In her thirty-two years as the founder and head of Barnard College’s groundbreaking anthropology department, Reichard taught that Native languages, written or unwritten, sacred or profane, offered Euro-Americans the least distorted views onto the inner life of North America’s first peoples. This unique approach put her at odds with anthropologists such as Edward Sapir, leader of the structuralist movement in American linguistics. Similarly, Reichard’s focus on Native psychology as revealed to her by Native artists and storytellers produced a dramatically different style of ethnography from that of Margaret Mead, who relied on western psychological archetypes to “crack” alien cultural codes, often at a distance. Despite intense pressure from her peers to conform to their theories, Reichard held firm to her humanitarian principles and methods; the result, as Nancy Mattina makes clear, was pathbreaking work in the ethnography of ritual and mythology; Wiyot, Coeur d’Alene, and Navajo linguistics; folk art, gender, and language—amplified by an exceptional career of teaching, editing, publishing, and mentoring.

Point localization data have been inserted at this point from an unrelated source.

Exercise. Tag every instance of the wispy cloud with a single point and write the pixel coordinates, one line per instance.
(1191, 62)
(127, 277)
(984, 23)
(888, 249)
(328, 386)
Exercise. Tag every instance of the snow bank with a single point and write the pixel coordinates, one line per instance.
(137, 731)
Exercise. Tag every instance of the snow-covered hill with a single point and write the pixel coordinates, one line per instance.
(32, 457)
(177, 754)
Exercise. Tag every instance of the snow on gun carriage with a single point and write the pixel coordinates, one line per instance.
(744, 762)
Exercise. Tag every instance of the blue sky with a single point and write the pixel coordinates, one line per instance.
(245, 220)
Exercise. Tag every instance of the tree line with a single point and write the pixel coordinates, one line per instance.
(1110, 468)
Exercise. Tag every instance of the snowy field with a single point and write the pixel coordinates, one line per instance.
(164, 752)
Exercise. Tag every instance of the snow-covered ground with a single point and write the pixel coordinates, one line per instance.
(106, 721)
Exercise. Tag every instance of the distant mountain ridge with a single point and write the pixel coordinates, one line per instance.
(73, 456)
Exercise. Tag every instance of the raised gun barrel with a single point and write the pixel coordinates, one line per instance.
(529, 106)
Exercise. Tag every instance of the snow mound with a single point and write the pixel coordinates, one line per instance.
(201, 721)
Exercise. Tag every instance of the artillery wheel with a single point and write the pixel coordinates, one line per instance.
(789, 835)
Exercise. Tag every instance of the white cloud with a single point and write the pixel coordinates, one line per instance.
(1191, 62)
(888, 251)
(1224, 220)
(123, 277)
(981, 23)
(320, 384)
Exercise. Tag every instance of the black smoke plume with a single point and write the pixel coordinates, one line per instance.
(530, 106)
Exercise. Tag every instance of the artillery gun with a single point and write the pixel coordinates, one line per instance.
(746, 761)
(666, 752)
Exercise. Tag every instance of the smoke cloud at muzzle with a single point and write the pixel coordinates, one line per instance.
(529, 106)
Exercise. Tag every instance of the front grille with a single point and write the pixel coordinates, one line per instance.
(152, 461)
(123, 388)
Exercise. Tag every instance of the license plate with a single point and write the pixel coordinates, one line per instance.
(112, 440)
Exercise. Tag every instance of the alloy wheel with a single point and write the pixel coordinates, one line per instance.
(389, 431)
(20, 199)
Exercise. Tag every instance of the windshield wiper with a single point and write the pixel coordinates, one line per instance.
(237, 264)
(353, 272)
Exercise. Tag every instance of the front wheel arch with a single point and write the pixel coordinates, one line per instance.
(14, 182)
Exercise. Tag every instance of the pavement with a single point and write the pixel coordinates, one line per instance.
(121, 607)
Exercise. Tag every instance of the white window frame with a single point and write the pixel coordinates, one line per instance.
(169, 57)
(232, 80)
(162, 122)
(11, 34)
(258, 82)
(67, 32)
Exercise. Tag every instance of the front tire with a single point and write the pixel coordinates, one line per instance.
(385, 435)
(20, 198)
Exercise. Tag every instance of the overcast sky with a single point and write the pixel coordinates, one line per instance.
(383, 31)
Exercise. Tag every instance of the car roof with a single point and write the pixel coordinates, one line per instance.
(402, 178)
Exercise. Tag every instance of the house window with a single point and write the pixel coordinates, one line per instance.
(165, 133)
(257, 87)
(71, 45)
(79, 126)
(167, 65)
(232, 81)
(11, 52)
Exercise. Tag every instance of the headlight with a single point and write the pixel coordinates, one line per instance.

Drawing on Reichard’s own writings and correspondence, this book provides an intimate picture of her small-town upbringing, the professional challenges she faced in male-centered institutions, and her quietly revolutionary contributions to anthropology. Gladys Reichard emerges as she lived and worked—a far-sighted, self-reliant humanist sustained in turbulent times by the generous, egalitarian spirit that called her yearly to the far corners of the American West.
 
Nancy Mattina holds a Ph.D. in Linguistics and is retired faculty and founder of the Writing & Learning Commons at Prescott College, Arizona. She is a contributor to Studies in Salish Linguistics in Honor of M. Dale Kinkade.